Dmitry Samosseiko, Director of Global Threat Research, states, “Our SQL solution did not scale well with the growing volume of data and it was becoming costly to maintain. It couldn’t ingest all the data, so we tried to filter and aggregate the data first, but it was tricky and difficult to decide what to filter out and what to keep. The bigger the database got, the slower the queries became. Threat data correlation became a slow and painful process.”
Sophos investigated NoSQL technologies available at the time and selected Hadoop for big data analytics needs related to telemetry and threat correlation. Unfortunately, out-of-the-box Hadoop was lacking any enterprise-ready tools for creating analytic reports, dashboards, data access controls or mechanisms to easily import or export data in and out of various storage systems. It was going to take a great deal of time and expertise to build out the ecosystem–time and resources to fill the gap.
Sophos required an analytic platform that would combine the best of everything they needed – an infrastructure which leveraged Hadoop for power and scalability, while abstracting the technical complexity so their analysts could be productive. In Datameer they found:
• A scalable analytic infrastructure built natively on Hadoop
• An Excel-like workbook interface that was very familiar to analysts
• Powerful analytic functions that could be applied to data using pointand-click operations in an easy to use user interface
• Easy data connectivity and integration that could combine the variety of data sources and formats they required
With Datameer, the Sophos’ team was able to ramp up quickly without becoming Hadoop experts. Threat researchers and malware analysts use Datameer to analyze data from multiple sources, including its Threat Telemetry (reputation queries), threat feeds (urls, hashes, etc.), product feedback, and other imported datasets. In addition to comparing file samples to the millions of known malware, analysts are canvassing the threat landscape to identify new malware and stop it.

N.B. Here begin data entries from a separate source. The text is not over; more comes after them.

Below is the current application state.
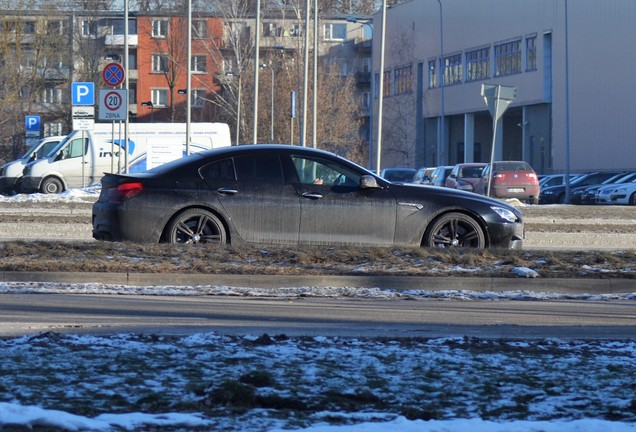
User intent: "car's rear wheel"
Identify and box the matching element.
[40,177,64,194]
[424,212,486,249]
[166,209,227,244]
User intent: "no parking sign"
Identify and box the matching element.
[99,90,128,121]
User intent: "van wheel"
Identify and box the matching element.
[423,212,486,249]
[166,209,227,244]
[40,177,64,194]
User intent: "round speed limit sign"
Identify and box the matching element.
[99,90,127,120]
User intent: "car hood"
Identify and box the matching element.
[390,184,523,218]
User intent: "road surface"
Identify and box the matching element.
[0,294,636,339]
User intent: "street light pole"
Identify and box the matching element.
[186,0,192,156]
[252,0,261,144]
[261,64,274,144]
[437,0,446,165]
[375,0,386,175]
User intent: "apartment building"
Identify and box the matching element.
[373,0,636,173]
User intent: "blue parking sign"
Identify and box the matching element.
[71,82,95,105]
[25,116,40,135]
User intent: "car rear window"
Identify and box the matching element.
[495,162,532,171]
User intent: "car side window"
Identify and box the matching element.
[292,156,360,187]
[199,159,236,181]
[234,155,285,184]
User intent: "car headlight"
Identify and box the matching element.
[490,206,517,222]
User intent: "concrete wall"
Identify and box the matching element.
[373,0,636,172]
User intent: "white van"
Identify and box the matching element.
[22,123,231,193]
[0,135,65,194]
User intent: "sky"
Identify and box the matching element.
[0,190,636,432]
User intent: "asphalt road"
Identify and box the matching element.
[0,203,636,339]
[0,294,636,339]
[0,202,636,250]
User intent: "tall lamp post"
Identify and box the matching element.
[346,16,373,168]
[375,0,388,175]
[225,71,241,145]
[261,63,275,144]
[437,0,446,165]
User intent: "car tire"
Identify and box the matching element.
[40,177,64,194]
[166,209,227,244]
[423,212,486,249]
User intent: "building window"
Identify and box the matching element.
[362,92,371,112]
[82,20,97,37]
[192,19,208,39]
[22,21,35,34]
[526,36,537,70]
[41,87,62,104]
[395,65,413,95]
[190,89,206,108]
[192,54,207,73]
[442,54,462,85]
[466,47,490,81]
[495,40,521,76]
[46,21,65,36]
[327,57,349,76]
[151,89,168,107]
[383,71,393,97]
[152,19,168,38]
[428,59,439,88]
[152,54,168,73]
[325,24,347,40]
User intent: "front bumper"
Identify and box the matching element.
[22,176,42,193]
[0,177,18,194]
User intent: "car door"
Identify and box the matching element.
[292,155,397,245]
[201,154,300,244]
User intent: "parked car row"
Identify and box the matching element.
[540,171,636,205]
[404,161,539,204]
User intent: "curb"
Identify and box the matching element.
[0,271,636,294]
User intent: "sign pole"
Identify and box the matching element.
[481,84,517,196]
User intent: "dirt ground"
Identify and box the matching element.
[0,202,636,279]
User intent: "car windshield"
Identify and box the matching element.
[460,167,483,178]
[495,162,532,171]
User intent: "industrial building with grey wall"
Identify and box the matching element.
[371,0,636,173]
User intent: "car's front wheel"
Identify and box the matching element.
[40,177,64,194]
[166,209,227,244]
[423,212,486,249]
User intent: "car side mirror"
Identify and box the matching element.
[360,175,381,189]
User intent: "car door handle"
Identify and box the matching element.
[303,192,322,199]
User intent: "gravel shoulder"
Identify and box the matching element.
[0,201,636,279]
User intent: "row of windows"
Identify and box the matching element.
[147,19,208,39]
[0,20,67,35]
[428,35,537,88]
[152,54,207,73]
[150,88,207,108]
[375,65,413,97]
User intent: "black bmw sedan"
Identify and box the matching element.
[93,145,524,248]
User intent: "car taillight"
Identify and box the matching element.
[106,182,144,203]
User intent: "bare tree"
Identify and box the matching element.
[0,8,69,164]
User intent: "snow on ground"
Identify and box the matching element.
[0,188,636,432]
[0,333,636,432]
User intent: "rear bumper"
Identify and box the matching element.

“We needed a solution that can handle a lot of data but also allow many people in our company to use it,” says Dimitry. “Our researchers and analysts don’t want to write code or have to rely on system developers to do their job. Datameer’s point-and-click functionality removes these bottlenecks.”

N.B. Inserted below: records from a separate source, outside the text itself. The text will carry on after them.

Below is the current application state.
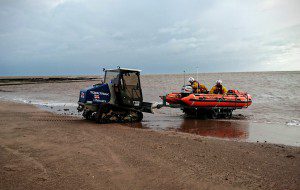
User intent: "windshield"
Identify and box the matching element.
[104,71,119,84]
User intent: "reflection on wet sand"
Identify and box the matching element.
[176,118,249,140]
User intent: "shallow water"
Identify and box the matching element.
[0,72,300,146]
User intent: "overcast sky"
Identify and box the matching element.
[0,0,300,75]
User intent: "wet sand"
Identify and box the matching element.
[0,101,300,189]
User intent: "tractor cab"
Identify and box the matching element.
[104,68,143,107]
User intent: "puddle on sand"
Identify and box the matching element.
[142,114,300,146]
[4,98,300,146]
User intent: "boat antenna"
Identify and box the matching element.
[197,66,199,81]
[183,71,185,86]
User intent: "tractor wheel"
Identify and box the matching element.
[82,110,93,120]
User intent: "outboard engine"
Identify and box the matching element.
[180,85,193,97]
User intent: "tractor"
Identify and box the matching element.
[77,67,153,123]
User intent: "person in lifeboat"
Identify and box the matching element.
[189,77,208,94]
[209,80,227,94]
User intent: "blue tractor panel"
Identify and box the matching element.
[79,84,111,104]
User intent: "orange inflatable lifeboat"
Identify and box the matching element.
[165,90,252,109]
[160,86,252,119]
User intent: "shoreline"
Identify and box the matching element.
[0,100,300,189]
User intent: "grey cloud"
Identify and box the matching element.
[0,0,300,75]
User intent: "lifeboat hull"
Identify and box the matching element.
[166,90,252,108]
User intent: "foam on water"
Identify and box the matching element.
[286,119,300,126]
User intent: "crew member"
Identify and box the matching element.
[189,77,208,94]
[209,80,227,94]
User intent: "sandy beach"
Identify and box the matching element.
[0,101,300,189]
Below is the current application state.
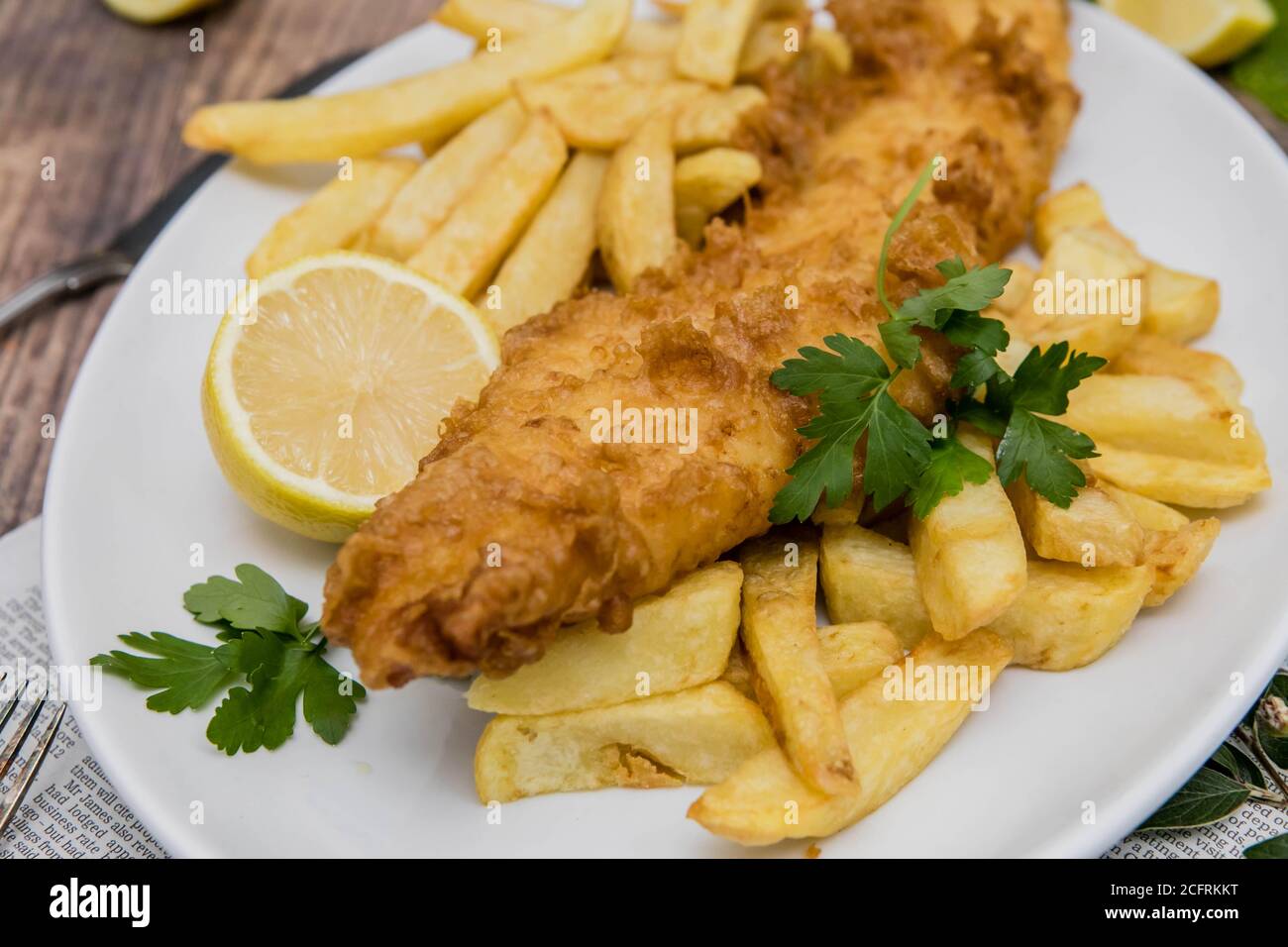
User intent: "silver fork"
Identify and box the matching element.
[0,677,67,835]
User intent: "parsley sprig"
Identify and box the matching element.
[769,162,1105,523]
[90,565,366,756]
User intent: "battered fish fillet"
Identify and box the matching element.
[322,0,1077,686]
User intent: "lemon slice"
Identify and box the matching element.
[103,0,219,23]
[201,253,499,543]
[1100,0,1275,67]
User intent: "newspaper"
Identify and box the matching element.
[0,519,167,861]
[0,520,1288,860]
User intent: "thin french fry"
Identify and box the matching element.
[1087,443,1271,509]
[1033,184,1109,257]
[516,80,703,151]
[690,631,1012,845]
[407,115,568,297]
[675,0,760,89]
[820,526,1154,672]
[720,621,903,699]
[474,681,774,802]
[742,533,858,792]
[433,0,680,56]
[477,151,608,334]
[674,85,769,155]
[467,562,742,715]
[365,99,527,261]
[183,0,630,163]
[909,428,1026,639]
[246,158,417,278]
[1060,374,1266,467]
[1006,476,1145,569]
[595,112,680,292]
[675,149,761,246]
[738,17,805,78]
[1108,332,1243,404]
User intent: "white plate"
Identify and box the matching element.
[44,4,1288,857]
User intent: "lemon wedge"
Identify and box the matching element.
[201,253,499,543]
[1100,0,1275,67]
[103,0,219,23]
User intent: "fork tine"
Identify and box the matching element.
[0,698,46,780]
[0,701,67,835]
[0,676,31,730]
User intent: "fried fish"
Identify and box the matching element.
[322,0,1078,686]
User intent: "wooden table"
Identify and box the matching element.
[0,0,438,535]
[0,0,1288,533]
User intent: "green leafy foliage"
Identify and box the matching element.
[91,565,366,756]
[1205,742,1266,789]
[1231,0,1288,121]
[1141,672,1288,858]
[1141,767,1250,828]
[909,437,993,519]
[90,631,241,714]
[769,162,1105,523]
[1243,835,1288,858]
[1253,674,1288,770]
[183,563,309,635]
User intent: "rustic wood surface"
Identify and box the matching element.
[0,0,438,533]
[0,0,1288,533]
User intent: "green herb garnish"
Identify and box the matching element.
[90,565,368,756]
[769,162,1105,523]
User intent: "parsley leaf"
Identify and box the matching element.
[943,309,1012,356]
[1231,0,1288,121]
[769,158,1105,523]
[899,258,1012,332]
[769,335,890,399]
[997,407,1099,509]
[877,318,921,368]
[206,631,366,756]
[769,383,873,523]
[948,349,1002,388]
[988,342,1108,415]
[863,389,930,510]
[183,565,308,637]
[909,437,993,519]
[89,631,241,714]
[90,562,368,756]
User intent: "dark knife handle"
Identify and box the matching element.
[0,250,134,330]
[0,51,364,333]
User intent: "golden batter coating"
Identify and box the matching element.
[323,0,1077,686]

Analyzing billions of rows per day, or 2-3 TB per month, analysts built algorithms in Datameer workbooks to automatically analyze log data and detect anomalous trends. As Dimitry states, “We need to look at patterns and trends that we haven’t seen before, and Datameer is really valuable to us for this ad-hoc analysis and reporting.”

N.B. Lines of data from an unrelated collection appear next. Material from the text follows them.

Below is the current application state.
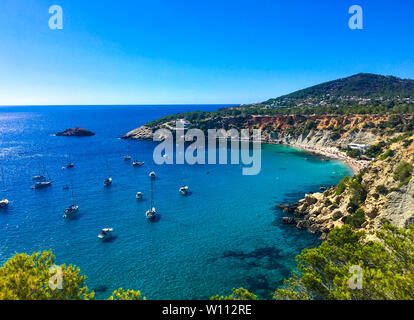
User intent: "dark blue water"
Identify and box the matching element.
[0,106,350,299]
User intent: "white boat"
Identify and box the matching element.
[104,177,112,187]
[132,161,144,167]
[0,167,9,208]
[32,181,52,189]
[145,207,157,220]
[32,175,46,181]
[63,204,79,219]
[0,198,9,208]
[180,186,188,196]
[98,228,113,241]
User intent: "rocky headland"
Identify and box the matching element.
[56,127,95,137]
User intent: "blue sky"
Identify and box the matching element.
[0,0,414,105]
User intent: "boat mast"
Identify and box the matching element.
[150,179,154,210]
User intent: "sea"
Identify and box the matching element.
[0,105,352,299]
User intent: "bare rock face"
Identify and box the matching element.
[122,126,153,140]
[56,127,95,137]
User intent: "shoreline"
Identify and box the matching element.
[265,141,371,175]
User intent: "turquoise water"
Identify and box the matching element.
[0,106,350,299]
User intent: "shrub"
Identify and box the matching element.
[375,184,388,195]
[332,210,342,221]
[394,161,412,186]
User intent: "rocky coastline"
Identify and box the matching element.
[56,127,95,137]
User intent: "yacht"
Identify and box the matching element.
[132,161,144,167]
[98,228,113,241]
[0,198,9,208]
[63,204,79,219]
[32,175,46,181]
[104,177,112,187]
[145,207,157,220]
[180,186,188,196]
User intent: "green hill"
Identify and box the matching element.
[269,73,414,101]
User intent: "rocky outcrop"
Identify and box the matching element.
[279,137,414,240]
[122,126,153,140]
[56,127,95,137]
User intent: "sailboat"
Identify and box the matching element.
[0,168,9,208]
[32,165,52,189]
[145,176,157,221]
[66,156,75,169]
[98,228,114,241]
[104,162,112,187]
[63,185,79,219]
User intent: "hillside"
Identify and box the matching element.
[266,73,414,100]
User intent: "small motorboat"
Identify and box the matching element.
[180,186,188,196]
[98,228,113,241]
[32,175,46,181]
[0,198,9,208]
[32,181,52,189]
[63,204,79,219]
[132,161,144,167]
[145,207,157,220]
[104,178,112,187]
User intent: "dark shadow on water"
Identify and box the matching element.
[223,247,285,270]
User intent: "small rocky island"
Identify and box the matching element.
[56,127,95,137]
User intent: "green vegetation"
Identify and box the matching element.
[394,161,412,187]
[375,184,389,195]
[273,224,414,300]
[0,251,145,300]
[108,288,146,300]
[378,149,394,160]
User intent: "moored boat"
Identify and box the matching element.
[104,177,112,187]
[63,204,79,219]
[0,198,9,208]
[145,207,157,220]
[180,186,188,196]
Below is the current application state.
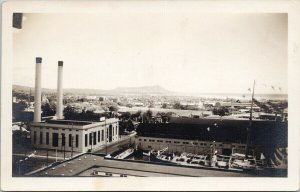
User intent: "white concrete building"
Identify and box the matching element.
[30,57,119,152]
[31,118,119,152]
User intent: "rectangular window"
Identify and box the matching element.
[89,133,93,145]
[101,130,104,141]
[69,134,73,147]
[33,131,36,145]
[84,134,87,146]
[93,132,97,145]
[61,133,66,146]
[52,133,58,147]
[98,131,100,143]
[76,135,79,147]
[46,132,49,145]
[40,132,43,144]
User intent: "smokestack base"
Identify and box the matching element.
[35,57,42,63]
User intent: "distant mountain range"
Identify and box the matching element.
[13,85,173,95]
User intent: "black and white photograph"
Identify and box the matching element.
[1,1,299,190]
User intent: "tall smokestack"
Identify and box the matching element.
[33,57,42,122]
[56,61,63,119]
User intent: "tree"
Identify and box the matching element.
[12,101,28,121]
[213,107,229,116]
[42,103,56,117]
[108,105,119,112]
[143,109,153,123]
[64,105,77,120]
[122,112,131,120]
[173,102,182,109]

As a Data Scientist, Madeline Schiappa is analyzing silent detections at Sophos. Using Datameer every day to run jobs analyzing basic telemetry data on billions of logs, Madeline states, “It’s not just one use case, but a lot of little ones added up together that makes Datameer valuable.”
With Datameer, Sophos no longer needed to filter or aggregate its data, resulting in better insights and faster detection of malware and security breaches. Datameer is integral to Sophos’ daily malware detection in multiple use cases:
1. Malware research and analysis. Malware is becoming more evasive and pervasive. Sophos analyzes the characteristics of suspicious files and report the analysis outcome.
2. Macro trend analysis. Sophos analysts also analyze the data for macro trends of malware movements to better understand and anticipate the direction of the threat landscape.
3. Measuring detection performance. Analyzing statistics on the performance of malware detection to understand which protection technology is providing us the most value.
“Datameer changed the world for us,” says Dimitry. “The best value we got out of it was not just ease of use but empowering any of the researchers globally to mine the data without having to learn how to code, build special UIs, or embark on a steep learning curve.”
While Sophos began with threat research and malware analyst team, product and development managers also started using Datameer. It helps them understand product version usage and ramp up.